Open a new browser window and log in as user-red.

dashboard

Create Volume

Head over to storage.

storage list

Create a default volume which will be used by the Jupyter notebook.

volume creation

Create Workspace

Once that's done go to workspaces.

workspaces list

Create a Jupyter Notebook

Create a new workspace, provide a name and select a project (you should only have one project available).
Use Jupyter + PyTorch + Cuda as an environment.

Create WS Top Create WS Bottom
workspace creation top workspace creation bottom

After a couple of seconds after creation you will be able to access the Jupyter notebook.

WS created

Connect to Jupyter Notebook

Connect to the Jupyter notebook by clicking on the link connect. You'll be greeted by the Launcher.
Select the Python 3 notebook.

Launcher

Copy in the code below and run it.
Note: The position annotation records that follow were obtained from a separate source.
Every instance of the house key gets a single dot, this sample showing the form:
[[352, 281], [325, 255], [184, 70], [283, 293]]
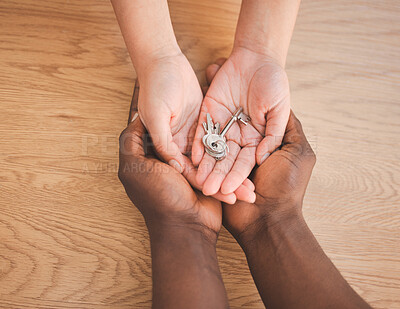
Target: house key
[[214, 141]]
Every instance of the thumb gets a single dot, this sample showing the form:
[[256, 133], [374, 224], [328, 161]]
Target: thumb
[[165, 147], [274, 132]]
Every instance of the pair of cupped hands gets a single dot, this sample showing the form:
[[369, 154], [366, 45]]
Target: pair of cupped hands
[[172, 106], [165, 194]]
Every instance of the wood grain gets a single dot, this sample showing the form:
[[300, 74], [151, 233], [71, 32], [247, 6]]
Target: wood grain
[[70, 238]]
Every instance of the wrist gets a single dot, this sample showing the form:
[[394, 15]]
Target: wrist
[[167, 231], [148, 59], [281, 218], [258, 55]]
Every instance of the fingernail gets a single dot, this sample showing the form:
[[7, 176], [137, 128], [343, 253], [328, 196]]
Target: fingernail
[[264, 157], [134, 117], [175, 164]]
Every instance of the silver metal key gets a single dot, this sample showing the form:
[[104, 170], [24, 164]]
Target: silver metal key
[[238, 115]]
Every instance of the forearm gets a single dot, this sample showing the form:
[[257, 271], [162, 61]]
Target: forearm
[[291, 270], [147, 30], [266, 27], [185, 268]]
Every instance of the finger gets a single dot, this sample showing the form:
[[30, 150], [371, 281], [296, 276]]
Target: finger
[[190, 174], [198, 147], [240, 171], [131, 139], [294, 129], [249, 184], [211, 71], [220, 61], [243, 193], [134, 103], [164, 145], [277, 119], [295, 140], [213, 182], [205, 168]]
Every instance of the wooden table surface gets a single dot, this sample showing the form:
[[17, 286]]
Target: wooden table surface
[[69, 236]]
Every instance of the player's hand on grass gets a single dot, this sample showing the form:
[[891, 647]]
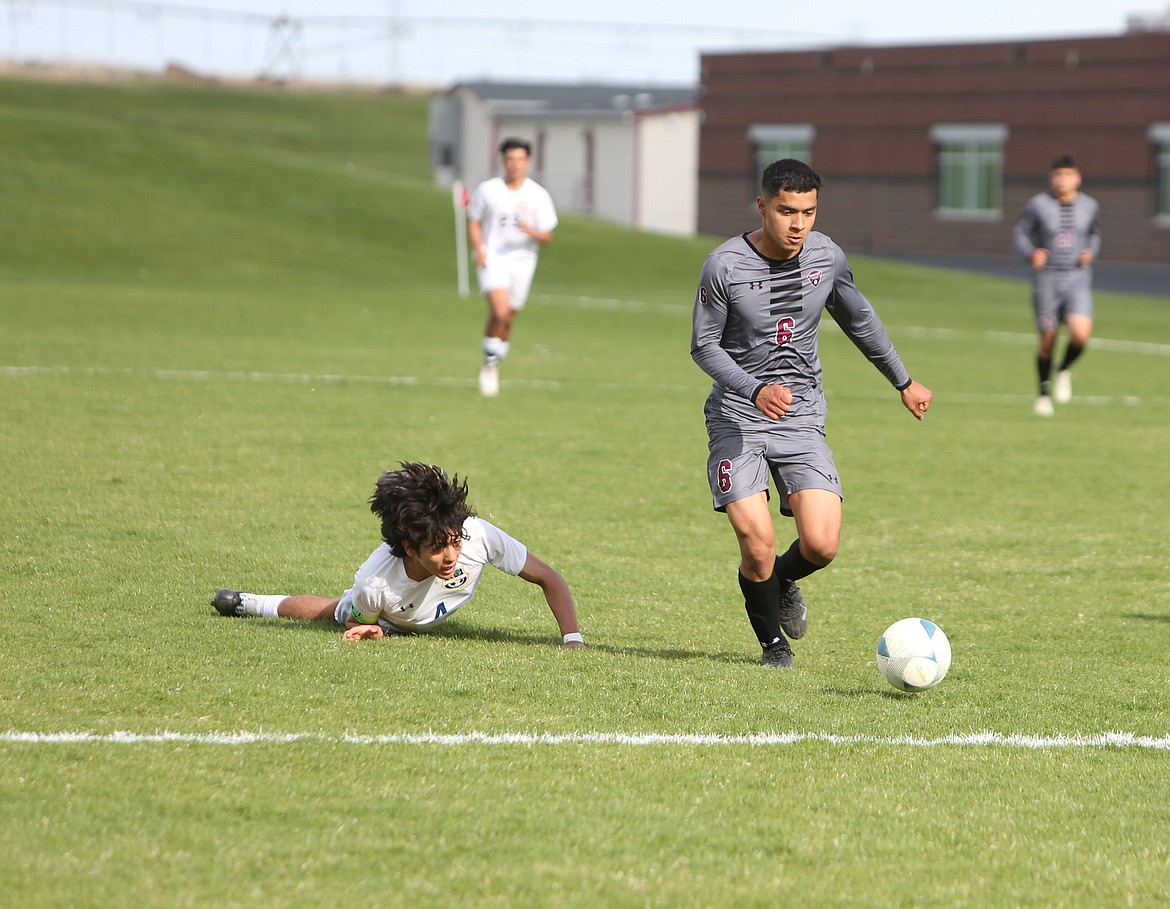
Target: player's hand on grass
[[917, 399], [773, 400], [363, 633]]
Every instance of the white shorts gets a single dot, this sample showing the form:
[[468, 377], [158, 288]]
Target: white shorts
[[513, 274]]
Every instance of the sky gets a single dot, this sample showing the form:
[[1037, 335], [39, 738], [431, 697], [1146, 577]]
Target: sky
[[440, 42]]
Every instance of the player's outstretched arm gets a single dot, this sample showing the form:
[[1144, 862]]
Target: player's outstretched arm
[[916, 398], [360, 632], [557, 594]]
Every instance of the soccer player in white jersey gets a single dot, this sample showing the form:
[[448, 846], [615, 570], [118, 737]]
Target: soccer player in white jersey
[[757, 311], [509, 219], [1058, 234], [428, 566]]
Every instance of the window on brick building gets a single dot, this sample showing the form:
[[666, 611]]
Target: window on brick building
[[772, 142], [970, 166], [1160, 135]]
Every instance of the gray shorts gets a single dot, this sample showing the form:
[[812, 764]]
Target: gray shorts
[[1061, 293], [742, 459]]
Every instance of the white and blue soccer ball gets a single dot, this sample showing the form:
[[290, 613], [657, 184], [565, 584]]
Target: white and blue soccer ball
[[913, 655]]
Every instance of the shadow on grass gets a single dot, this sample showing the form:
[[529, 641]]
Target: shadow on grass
[[859, 693]]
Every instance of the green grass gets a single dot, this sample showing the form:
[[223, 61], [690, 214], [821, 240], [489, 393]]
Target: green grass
[[222, 312]]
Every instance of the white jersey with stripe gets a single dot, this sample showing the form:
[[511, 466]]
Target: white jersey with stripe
[[384, 592], [756, 321], [500, 212]]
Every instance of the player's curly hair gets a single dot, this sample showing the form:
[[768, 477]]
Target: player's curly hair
[[790, 176], [420, 505]]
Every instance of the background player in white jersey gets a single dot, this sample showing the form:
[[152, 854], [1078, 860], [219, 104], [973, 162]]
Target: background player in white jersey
[[758, 307], [509, 219], [428, 566], [1058, 234]]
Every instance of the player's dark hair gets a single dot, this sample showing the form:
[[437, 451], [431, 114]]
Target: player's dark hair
[[420, 505], [791, 176], [511, 142]]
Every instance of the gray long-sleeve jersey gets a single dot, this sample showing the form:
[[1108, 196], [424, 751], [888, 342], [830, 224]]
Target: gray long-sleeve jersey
[[1062, 229], [755, 323]]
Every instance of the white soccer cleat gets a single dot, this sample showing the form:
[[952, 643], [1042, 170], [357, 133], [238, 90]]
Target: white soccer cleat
[[489, 377], [1064, 387]]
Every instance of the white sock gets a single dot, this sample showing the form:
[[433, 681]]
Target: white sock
[[495, 348], [261, 605]]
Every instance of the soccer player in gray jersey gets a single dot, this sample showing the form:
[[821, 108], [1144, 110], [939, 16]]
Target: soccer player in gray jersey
[[756, 316], [1058, 234]]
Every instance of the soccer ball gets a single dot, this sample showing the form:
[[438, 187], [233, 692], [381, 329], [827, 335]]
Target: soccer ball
[[913, 655]]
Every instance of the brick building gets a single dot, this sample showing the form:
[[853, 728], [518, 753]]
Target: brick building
[[937, 149]]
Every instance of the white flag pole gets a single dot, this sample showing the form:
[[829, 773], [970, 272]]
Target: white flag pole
[[459, 202]]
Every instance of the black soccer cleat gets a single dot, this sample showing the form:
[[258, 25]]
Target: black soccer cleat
[[793, 611], [777, 655], [228, 603]]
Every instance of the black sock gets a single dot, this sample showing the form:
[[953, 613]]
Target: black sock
[[1071, 353], [762, 600], [792, 565], [1044, 366]]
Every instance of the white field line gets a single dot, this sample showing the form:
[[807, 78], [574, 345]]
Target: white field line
[[469, 381], [764, 739]]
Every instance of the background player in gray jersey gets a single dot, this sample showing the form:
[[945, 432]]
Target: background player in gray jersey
[[1058, 234], [759, 301]]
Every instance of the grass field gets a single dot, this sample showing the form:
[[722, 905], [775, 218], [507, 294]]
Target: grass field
[[222, 312]]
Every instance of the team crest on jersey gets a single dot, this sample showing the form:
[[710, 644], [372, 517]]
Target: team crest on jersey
[[456, 582]]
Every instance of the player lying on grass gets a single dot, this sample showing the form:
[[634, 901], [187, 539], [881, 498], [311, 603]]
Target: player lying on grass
[[434, 552]]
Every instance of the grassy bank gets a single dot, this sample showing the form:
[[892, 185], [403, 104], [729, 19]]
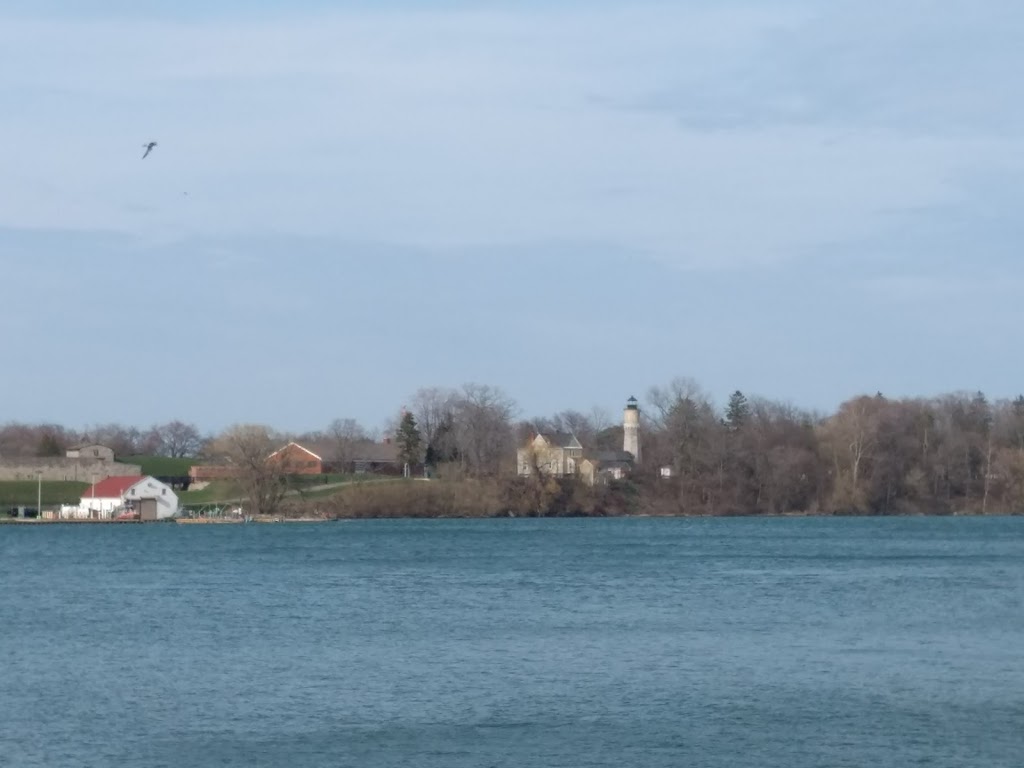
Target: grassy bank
[[161, 466], [468, 498], [23, 493]]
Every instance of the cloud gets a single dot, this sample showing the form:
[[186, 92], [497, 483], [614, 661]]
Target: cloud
[[710, 135]]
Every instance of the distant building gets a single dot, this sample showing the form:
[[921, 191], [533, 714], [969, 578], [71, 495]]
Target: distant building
[[552, 454], [314, 459], [296, 460], [90, 452], [561, 455], [605, 465], [144, 498]]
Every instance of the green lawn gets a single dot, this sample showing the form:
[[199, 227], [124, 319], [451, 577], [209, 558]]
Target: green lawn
[[23, 493], [161, 466], [224, 491], [218, 491]]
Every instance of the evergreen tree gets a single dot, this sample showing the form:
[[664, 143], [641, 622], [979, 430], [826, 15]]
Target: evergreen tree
[[738, 411], [48, 445], [409, 440]]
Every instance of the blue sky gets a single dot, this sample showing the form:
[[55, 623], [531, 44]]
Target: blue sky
[[573, 201]]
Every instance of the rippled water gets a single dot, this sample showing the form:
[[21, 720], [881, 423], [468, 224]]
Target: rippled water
[[732, 643]]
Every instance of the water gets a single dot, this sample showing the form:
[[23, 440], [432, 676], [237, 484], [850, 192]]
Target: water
[[731, 643]]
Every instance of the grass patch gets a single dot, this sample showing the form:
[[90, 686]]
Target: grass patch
[[23, 493], [161, 466], [218, 491]]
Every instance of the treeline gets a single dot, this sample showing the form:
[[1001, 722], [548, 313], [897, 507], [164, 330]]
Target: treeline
[[954, 454], [958, 453]]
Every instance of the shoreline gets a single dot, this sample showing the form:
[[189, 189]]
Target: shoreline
[[307, 519]]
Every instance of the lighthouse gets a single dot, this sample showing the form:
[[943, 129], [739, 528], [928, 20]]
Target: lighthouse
[[631, 429]]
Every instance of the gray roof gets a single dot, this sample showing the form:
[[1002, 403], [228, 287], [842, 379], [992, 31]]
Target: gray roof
[[364, 451], [609, 457], [560, 439]]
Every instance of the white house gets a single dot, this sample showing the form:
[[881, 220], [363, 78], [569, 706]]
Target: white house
[[152, 500], [145, 498]]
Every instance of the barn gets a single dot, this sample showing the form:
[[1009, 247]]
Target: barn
[[142, 498]]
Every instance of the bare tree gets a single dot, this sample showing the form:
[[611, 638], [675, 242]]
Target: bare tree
[[483, 428], [433, 409], [178, 439], [249, 449], [344, 435]]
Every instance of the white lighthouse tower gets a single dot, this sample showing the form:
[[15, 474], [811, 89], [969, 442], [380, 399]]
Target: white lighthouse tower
[[631, 429]]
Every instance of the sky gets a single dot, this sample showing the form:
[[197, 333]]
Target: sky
[[805, 200]]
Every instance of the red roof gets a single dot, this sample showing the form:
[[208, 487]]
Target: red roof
[[112, 487]]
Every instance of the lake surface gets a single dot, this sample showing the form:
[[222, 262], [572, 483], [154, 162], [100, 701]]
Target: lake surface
[[631, 642]]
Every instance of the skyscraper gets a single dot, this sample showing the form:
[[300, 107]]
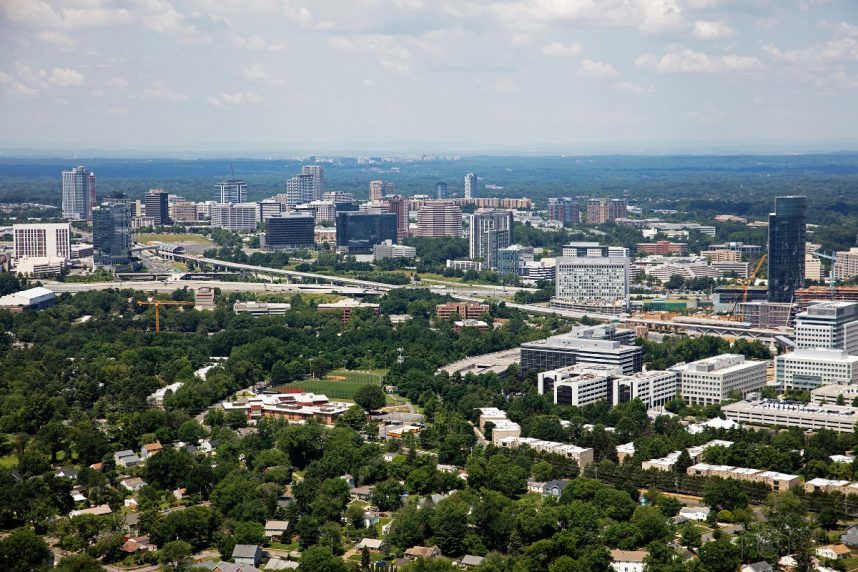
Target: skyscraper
[[488, 232], [376, 188], [157, 206], [787, 233], [231, 191], [470, 185], [318, 175], [111, 233], [440, 190], [78, 193]]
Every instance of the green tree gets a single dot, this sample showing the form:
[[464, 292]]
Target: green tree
[[370, 396]]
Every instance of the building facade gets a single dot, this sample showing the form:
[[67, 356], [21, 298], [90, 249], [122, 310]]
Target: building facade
[[787, 236], [78, 193]]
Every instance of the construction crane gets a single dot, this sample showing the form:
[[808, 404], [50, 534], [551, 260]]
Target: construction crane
[[749, 281], [833, 259], [158, 304]]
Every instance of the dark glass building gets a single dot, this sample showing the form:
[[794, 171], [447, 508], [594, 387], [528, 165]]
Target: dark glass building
[[157, 206], [286, 231], [362, 230], [111, 233], [787, 233]]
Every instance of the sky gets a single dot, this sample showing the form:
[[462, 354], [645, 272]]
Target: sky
[[412, 74]]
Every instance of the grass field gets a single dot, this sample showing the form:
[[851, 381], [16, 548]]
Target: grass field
[[146, 238], [340, 383]]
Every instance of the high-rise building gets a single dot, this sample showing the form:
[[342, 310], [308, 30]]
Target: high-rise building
[[78, 193], [439, 218], [399, 206], [318, 177], [564, 209], [235, 216], [470, 185], [787, 234], [230, 191], [599, 281], [376, 189], [42, 240], [605, 210], [300, 189], [828, 325], [440, 190], [157, 206], [360, 230], [488, 232], [710, 381], [285, 231], [111, 233]]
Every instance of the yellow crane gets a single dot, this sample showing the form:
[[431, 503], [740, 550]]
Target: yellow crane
[[749, 281], [158, 304]]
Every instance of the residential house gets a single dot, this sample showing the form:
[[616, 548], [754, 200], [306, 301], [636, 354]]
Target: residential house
[[628, 560], [133, 484], [275, 529], [469, 561], [416, 552], [126, 458], [833, 551], [150, 449], [372, 544], [247, 554]]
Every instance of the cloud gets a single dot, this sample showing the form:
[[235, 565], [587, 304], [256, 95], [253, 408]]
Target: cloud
[[65, 77], [590, 68], [256, 43], [259, 72], [628, 87], [234, 99], [680, 60], [560, 49], [161, 92], [14, 86], [712, 29]]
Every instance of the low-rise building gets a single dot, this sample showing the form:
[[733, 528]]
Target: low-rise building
[[770, 412]]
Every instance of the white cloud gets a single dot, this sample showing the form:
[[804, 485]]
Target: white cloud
[[560, 49], [234, 99], [261, 73], [65, 77], [634, 88], [161, 92], [14, 86], [712, 29], [254, 42], [680, 59], [590, 68]]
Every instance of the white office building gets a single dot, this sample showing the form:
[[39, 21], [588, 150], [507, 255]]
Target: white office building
[[711, 380], [42, 240], [593, 280], [808, 369], [828, 325], [240, 216]]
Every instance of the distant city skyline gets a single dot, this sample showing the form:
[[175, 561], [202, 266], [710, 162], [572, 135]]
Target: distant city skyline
[[412, 75]]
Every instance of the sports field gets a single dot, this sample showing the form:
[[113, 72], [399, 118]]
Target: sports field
[[339, 383]]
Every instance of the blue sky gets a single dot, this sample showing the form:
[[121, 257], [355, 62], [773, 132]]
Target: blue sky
[[263, 73]]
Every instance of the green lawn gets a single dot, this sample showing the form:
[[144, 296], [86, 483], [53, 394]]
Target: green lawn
[[172, 238], [340, 383]]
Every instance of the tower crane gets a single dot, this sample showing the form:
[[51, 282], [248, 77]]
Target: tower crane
[[158, 304], [833, 258]]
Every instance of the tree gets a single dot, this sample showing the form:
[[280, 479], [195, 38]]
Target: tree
[[720, 556], [320, 559], [175, 554], [23, 551], [387, 495], [370, 396]]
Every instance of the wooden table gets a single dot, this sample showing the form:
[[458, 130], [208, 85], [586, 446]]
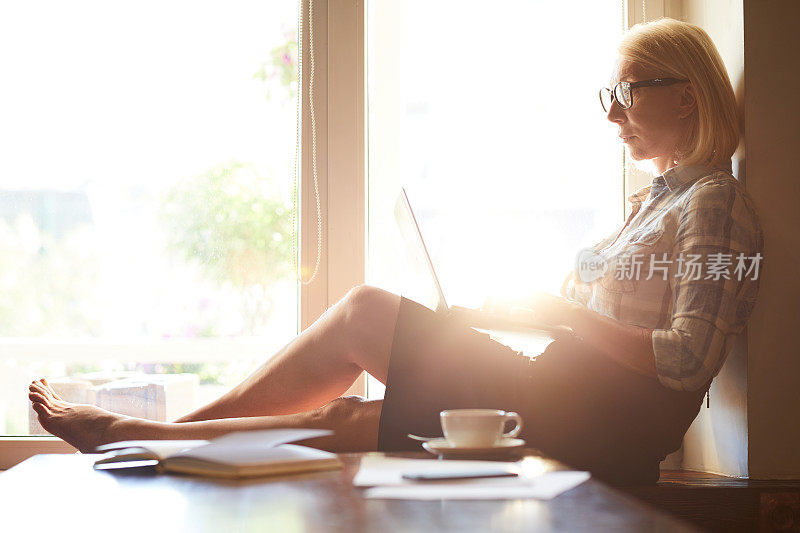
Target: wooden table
[[63, 493]]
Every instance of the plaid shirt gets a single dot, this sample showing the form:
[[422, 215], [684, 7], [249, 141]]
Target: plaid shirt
[[685, 264]]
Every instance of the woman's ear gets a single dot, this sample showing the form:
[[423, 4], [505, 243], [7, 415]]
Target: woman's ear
[[688, 101]]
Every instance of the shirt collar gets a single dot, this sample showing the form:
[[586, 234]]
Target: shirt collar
[[675, 178]]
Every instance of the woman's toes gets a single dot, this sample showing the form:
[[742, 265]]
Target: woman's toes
[[36, 397], [41, 409]]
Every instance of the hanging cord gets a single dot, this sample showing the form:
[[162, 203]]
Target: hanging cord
[[294, 223]]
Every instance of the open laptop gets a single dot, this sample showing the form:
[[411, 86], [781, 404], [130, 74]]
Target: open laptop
[[477, 318]]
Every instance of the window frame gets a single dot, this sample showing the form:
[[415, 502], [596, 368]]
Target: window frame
[[339, 105]]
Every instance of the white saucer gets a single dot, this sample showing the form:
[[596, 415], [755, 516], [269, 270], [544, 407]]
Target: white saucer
[[444, 447]]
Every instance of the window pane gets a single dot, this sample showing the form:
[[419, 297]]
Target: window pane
[[489, 114], [145, 199]]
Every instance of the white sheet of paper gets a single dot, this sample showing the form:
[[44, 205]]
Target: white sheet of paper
[[248, 446], [542, 487], [376, 470], [384, 475]]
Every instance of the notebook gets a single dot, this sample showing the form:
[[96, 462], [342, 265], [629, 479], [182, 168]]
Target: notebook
[[235, 455], [477, 318]]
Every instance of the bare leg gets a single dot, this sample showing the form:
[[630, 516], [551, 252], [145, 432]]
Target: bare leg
[[354, 421], [318, 365]]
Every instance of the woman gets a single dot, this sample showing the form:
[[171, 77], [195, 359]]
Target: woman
[[618, 396]]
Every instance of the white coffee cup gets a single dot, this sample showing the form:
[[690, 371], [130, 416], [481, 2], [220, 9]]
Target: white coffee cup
[[477, 428]]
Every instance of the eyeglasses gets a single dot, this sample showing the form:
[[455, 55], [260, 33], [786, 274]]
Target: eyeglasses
[[623, 91]]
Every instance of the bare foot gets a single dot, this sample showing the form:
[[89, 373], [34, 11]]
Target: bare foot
[[84, 426]]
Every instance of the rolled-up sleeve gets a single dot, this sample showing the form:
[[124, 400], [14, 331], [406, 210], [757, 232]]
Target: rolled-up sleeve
[[718, 224]]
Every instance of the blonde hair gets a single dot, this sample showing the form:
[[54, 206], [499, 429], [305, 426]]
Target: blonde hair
[[682, 50]]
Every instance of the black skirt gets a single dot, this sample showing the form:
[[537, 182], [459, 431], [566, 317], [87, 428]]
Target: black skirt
[[578, 406]]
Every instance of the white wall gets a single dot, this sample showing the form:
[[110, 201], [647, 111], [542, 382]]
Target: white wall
[[772, 125], [717, 441]]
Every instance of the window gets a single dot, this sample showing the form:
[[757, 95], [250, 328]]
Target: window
[[145, 200], [488, 113]]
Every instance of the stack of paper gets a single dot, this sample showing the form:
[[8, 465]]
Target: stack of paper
[[384, 478]]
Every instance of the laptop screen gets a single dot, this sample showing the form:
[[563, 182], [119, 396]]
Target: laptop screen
[[420, 259]]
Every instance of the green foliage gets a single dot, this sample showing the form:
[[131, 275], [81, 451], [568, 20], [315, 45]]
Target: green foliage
[[46, 284], [279, 72], [226, 222]]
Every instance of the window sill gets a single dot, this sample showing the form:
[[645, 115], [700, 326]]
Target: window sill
[[14, 450]]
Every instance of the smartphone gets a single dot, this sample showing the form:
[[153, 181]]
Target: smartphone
[[461, 474]]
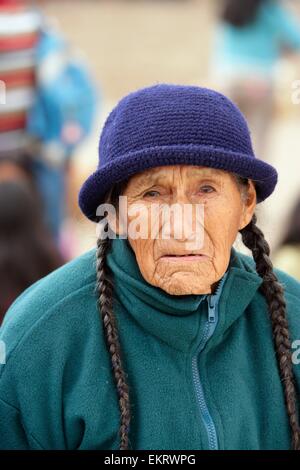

This will start training a simple CNN model.

import torch
import torch.nn as nn
import torch.optim as optim
import torch.utils.data as data
import time, datetime

# Use GPU if available
device = torch.device("cuda:0" if torch.cuda.is_available() else "cpu")
print("Using device:", device)

# Define a synthetic dataset of random images and labels.
class RandomDataset(data.Dataset):
    def __init__(self, num_samples, input_size, num_classes):
        self.num_samples = num_samples
        self.input_size = input_size
        self.num_classes = num_classes

    def __len__(self):
        return self.num_samples

    def __getitem__(self, idx):
        # Create a random image and a random label
        x = torch.randn(self.input_size)
        y = torch.randint(0, self.num_classes, (1,)).item()
        return x, y

# A simple CNN model.
class SimpleCNN(nn.Module):
    def __init__(self, num_classes=10):
        super(SimpleCNN, self).__init__()
        self.features = nn.Sequential(
            nn.Conv2d(3, 32, kernel_size=3, padding=1),  # (B,32,64,64)
            nn.ReLU(inplace=True),
            nn.MaxPool2d(2),                             # (B,32,32,32)
            nn.Conv2d(32, 64, kernel_size=3, padding=1), # (B,64,32,32)
            nn.ReLU(inplace=True),
            nn.MaxPool2d(2)                              # (B,64,16,16)
        )
        # Flatten and classify
        self.classifier = nn.Sequential(
            nn.Linear(64 * 16 * 16, 128),
            nn.ReLU(inplace=True),
            nn.Linear(128, num_classes)
        )

    def forward(self, x):
        x = self.features(x)
        x = x.view(x.size(0), -1)  # Flatten
        x = self.classifier(x)
        return x

# Parameters
num_samples = 10000         # Total number of synthetic samples
input_size = (3, 64, 64)      # 3-channel images of size 64x64
num_classes = 10
batch_size = 32

# Create dataset and dataloader.
dataset = RandomDataset(num_samples, input_size, num_classes)
dataloader = data.DataLoader(dataset, batch_size=batch_size, shuffle=True)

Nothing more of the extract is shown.